Words of mouth I’ve seen on this was that the whole FPGA craze was a war on 5G tower equipment, which AMD/Xilinx took all, and Altera is now a dead weight on Intel.


Pretty sure the emulator community would be pretty psyched about a consumer priced fpga.


> They have better tools, documentation, and support than Gowin, who is a recent Chinese FPGA upstart using stolen Lattice IP and hires.

Naive of me to ask, but how are they allowed to sell anywhere outside of China?


> stolen Lattice IP and hires

If this is true, then the bitstream for Gowin and Lattice parts would be similar and both are being actively reverse engineered to be supported by OSS tools.

It would be nice to see more evidence of this.


I don't think there is any evidence of this. Open Source tools fully support Lattice (low end) FPGAs, and support for Gowin FPGAs is not quite as mature. It seems that many of the initial FPGA patents have expired, and that's why many small FPGA vendors are appearing. Please correct me if I am wrong.


I agree. IP theft is a bold claim, that is why I was asking for more citations.

Not only are the patent expired, but there are three projects that generate FPGA fabrics programmatically. FPGAs are extremely easy to construct as they are a repeating lattice.


They have announced the new Agilex 3 line, which should include some CPLD price point parts and be a real rebirth for ~$100/unit modern devices.


Lets see I guess... I'm not holding my breath, but it'd be great to not use Vivado's slow ass Java IDE one day. Quartus is light years faster seemingly.

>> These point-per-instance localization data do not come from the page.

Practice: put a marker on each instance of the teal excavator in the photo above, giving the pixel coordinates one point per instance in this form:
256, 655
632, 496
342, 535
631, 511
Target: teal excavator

What is even a "low-end" application of FPGAs, if you don't mind my asking?


Some embedded stuff where the FPGA is used to implement some logic on I/Os, some processing that needs to be fast or implement some i2c, CAN, SPI controller trough IP core. Basically a more flexible way than having different chips on the board.


Damn i hoped we would one day get a customizable fpga into our CPUs. I hoped that it would make sense to install certain instructions on your fpga depending on your workloads. I guess this either kills that possibility or pushes it into a very far future.

I do not understand this part though:

> There was talk of hybrid CPU-FPGA packages, which never seem to get > commercialized because no system architect likes static ratios of compute – > unless they are determining the ratios. Like the hyperscalers and cloud > builders, who can tell companies like Intel and AMD what their product > roadmaps need to look like.

What do not see what they mean by ratio here. Do they mean die ratio between cpu and fpga?


> I hoped that it would make sense to install certain instructions on your fpga depending on your workloads.

It's one of those things that seem like a good idea, but they just don't work out in practice. FPGA LUTs are just way too slow. You'd have to find a case where doing something on a 3GHz CPU clock running multiple instruction parallel gets outperformed by LUTs that runs at 700MHz (at best). And when you cascade the LUTs, they become slower too.

And that's without solving the problem of closely coupling a CPU pipeline with FPGA logic.

> What do not see what they mean by ratio here. Do they mean die ratio between cpu and fpga?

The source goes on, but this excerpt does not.